Some activists say the fight against abuse may make cheap medications scarcer.

“The primary reason the FDA needs to act is patient safety, but the market for abuse-deterrent medication is very fragile,” said Michael C. Barnes, executive director of the Center for Lawful Access and Abuse Deterrence in Washington. “If the FDA doesn’t make the right decision, it could collapse.”

Striking a balance between the conflicting need for opioids with advanced deterrent properties and for a robust market for generic painkillers is a challenge for government regulators.
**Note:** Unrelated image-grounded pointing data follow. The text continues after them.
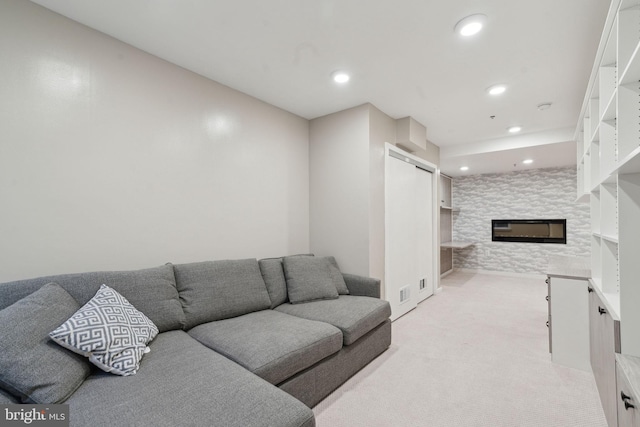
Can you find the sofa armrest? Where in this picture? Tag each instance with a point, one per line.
(362, 286)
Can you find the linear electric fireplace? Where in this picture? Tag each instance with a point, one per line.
(529, 230)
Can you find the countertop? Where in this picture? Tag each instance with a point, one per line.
(569, 267)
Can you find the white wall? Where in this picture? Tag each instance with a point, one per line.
(537, 193)
(111, 158)
(339, 193)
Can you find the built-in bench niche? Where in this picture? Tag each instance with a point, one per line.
(529, 230)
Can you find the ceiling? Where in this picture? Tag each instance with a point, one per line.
(403, 57)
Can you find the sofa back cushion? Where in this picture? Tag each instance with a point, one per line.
(308, 279)
(215, 290)
(273, 276)
(152, 291)
(32, 367)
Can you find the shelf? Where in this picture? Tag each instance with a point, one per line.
(613, 301)
(608, 92)
(630, 164)
(628, 43)
(456, 245)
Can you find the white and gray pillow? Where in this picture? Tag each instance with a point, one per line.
(108, 330)
(32, 367)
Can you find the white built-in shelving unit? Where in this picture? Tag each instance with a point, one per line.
(608, 141)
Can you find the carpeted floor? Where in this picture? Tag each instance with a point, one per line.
(476, 354)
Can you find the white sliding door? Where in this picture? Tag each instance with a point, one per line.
(400, 252)
(409, 233)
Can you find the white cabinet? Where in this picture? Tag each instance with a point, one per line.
(608, 137)
(628, 390)
(446, 224)
(409, 224)
(604, 337)
(568, 331)
(445, 191)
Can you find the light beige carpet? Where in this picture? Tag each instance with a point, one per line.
(476, 354)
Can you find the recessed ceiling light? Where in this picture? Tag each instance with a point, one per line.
(470, 25)
(496, 90)
(340, 77)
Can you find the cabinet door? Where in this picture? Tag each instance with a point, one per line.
(400, 249)
(569, 311)
(602, 334)
(445, 191)
(424, 233)
(628, 411)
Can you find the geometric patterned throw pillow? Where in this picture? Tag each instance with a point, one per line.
(108, 330)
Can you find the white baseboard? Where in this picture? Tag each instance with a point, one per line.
(502, 273)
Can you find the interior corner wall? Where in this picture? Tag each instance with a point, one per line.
(339, 188)
(382, 128)
(538, 193)
(112, 158)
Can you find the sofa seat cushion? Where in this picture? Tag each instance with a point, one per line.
(32, 367)
(183, 383)
(353, 315)
(270, 344)
(151, 290)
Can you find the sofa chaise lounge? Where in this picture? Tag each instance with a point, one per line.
(240, 343)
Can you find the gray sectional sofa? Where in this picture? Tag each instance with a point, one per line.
(241, 342)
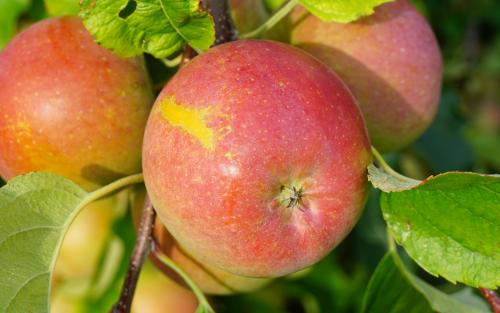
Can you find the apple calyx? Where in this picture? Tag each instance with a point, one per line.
(290, 197)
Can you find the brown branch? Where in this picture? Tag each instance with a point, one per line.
(141, 250)
(224, 27)
(492, 298)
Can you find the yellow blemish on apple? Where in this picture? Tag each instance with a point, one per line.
(191, 120)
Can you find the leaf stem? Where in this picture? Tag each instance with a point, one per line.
(117, 184)
(390, 241)
(141, 250)
(492, 298)
(381, 162)
(203, 302)
(172, 63)
(273, 20)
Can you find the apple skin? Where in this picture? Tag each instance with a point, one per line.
(390, 60)
(209, 279)
(231, 135)
(85, 241)
(156, 293)
(69, 106)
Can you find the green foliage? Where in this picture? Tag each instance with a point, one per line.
(387, 182)
(62, 7)
(392, 286)
(39, 208)
(10, 10)
(449, 226)
(158, 27)
(340, 10)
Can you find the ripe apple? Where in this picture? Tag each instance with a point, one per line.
(69, 106)
(255, 158)
(209, 279)
(391, 62)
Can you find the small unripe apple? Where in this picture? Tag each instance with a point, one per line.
(156, 293)
(85, 241)
(391, 62)
(69, 106)
(255, 158)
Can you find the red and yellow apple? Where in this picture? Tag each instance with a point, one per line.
(255, 158)
(209, 279)
(391, 62)
(69, 106)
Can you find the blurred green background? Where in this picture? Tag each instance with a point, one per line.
(465, 136)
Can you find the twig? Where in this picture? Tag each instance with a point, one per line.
(492, 298)
(275, 19)
(224, 27)
(141, 249)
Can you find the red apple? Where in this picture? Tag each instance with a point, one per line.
(69, 106)
(391, 62)
(255, 158)
(209, 279)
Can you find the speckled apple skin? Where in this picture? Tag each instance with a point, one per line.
(69, 106)
(211, 280)
(390, 60)
(232, 127)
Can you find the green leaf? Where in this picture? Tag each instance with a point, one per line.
(10, 10)
(62, 7)
(393, 289)
(449, 226)
(35, 210)
(387, 182)
(158, 27)
(341, 11)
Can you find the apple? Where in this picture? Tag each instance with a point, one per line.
(391, 62)
(69, 106)
(255, 158)
(156, 293)
(209, 279)
(85, 241)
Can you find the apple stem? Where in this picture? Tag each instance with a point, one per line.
(492, 298)
(141, 249)
(204, 305)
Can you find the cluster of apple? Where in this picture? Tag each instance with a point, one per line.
(254, 154)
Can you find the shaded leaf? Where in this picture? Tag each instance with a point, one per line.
(449, 226)
(158, 27)
(393, 289)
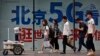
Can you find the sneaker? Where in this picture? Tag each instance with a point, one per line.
(40, 51)
(62, 53)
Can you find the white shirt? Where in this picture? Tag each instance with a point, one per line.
(90, 25)
(16, 30)
(66, 29)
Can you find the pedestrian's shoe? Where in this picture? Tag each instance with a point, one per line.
(62, 53)
(51, 51)
(74, 49)
(40, 51)
(91, 54)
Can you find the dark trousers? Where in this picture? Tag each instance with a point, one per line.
(66, 43)
(81, 41)
(89, 42)
(54, 43)
(16, 37)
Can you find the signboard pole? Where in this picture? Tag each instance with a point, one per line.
(74, 20)
(33, 25)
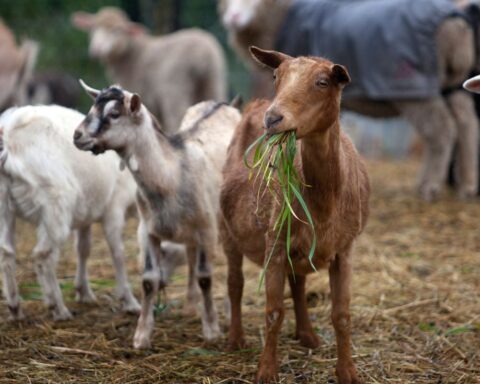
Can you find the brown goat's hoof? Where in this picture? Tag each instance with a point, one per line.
(308, 339)
(347, 374)
(236, 344)
(266, 374)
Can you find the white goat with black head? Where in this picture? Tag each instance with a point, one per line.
(178, 180)
(48, 182)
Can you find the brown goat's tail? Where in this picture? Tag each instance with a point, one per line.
(237, 101)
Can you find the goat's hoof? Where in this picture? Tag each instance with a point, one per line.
(16, 314)
(141, 340)
(267, 373)
(429, 193)
(62, 315)
(308, 339)
(85, 295)
(467, 194)
(234, 344)
(131, 307)
(347, 374)
(211, 331)
(189, 309)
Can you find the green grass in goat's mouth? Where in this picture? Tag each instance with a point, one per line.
(273, 163)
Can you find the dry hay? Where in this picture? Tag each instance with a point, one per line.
(415, 309)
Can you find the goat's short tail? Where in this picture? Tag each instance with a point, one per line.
(237, 101)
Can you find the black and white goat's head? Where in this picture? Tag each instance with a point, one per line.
(111, 121)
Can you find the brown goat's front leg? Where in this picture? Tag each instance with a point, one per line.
(210, 327)
(150, 285)
(340, 276)
(235, 291)
(274, 287)
(304, 330)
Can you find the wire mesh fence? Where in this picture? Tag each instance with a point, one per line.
(64, 48)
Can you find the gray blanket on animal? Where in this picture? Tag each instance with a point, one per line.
(388, 46)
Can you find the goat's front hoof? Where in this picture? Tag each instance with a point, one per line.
(308, 339)
(267, 373)
(429, 193)
(236, 343)
(190, 309)
(211, 331)
(141, 340)
(16, 313)
(347, 374)
(131, 306)
(61, 314)
(85, 295)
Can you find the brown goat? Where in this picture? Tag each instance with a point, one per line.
(308, 92)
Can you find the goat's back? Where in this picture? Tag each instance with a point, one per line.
(49, 172)
(209, 126)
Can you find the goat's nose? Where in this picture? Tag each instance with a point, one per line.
(77, 135)
(272, 119)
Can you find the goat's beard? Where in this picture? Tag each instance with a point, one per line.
(98, 149)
In the past three months, the makers of OxyContin and Opana asked the FDA to rule that the previous formulations of their drugs had been taken off the market for safety or effectiveness reasons, thereby making them ineligible for reproduction in the generic market. In April, the regulator agreed with Stamford, Connecticut-based Purdue on its OxyContin, preventing companies like Teva Pharmaceutical Industries Ltd. and Impax Laboratories Inc. from making copies.

FDA Rejection

The following month, the FDA rejected a similar request for Chadds Ford, Pennsylvania-based Endo’s Opana ER. The agency decided that the increase in abuse deterrence in the new formula was insufficient to block the generic.

“Reformulated Opana ER can be readily prepared for injection,” the FDA said in the May ruling. “It also appears that reformulated Opana ER can be prepared for snorting using commonly available tools and methods.”

Though the new pill was harder to crush than the original, the agency found it could still be cut, ground, or chewed. At the time of the decision, Endo announced that the generic competition may reduce sales this year by as much as $120 million.

“We were surprised by the decision but remain committed as a company to fight opioid abuse,” Endo spokesman Blaine Davis said in a telephone interview. “There is not only a financial impact but also a patient impact from having a more-abusable product in the market.”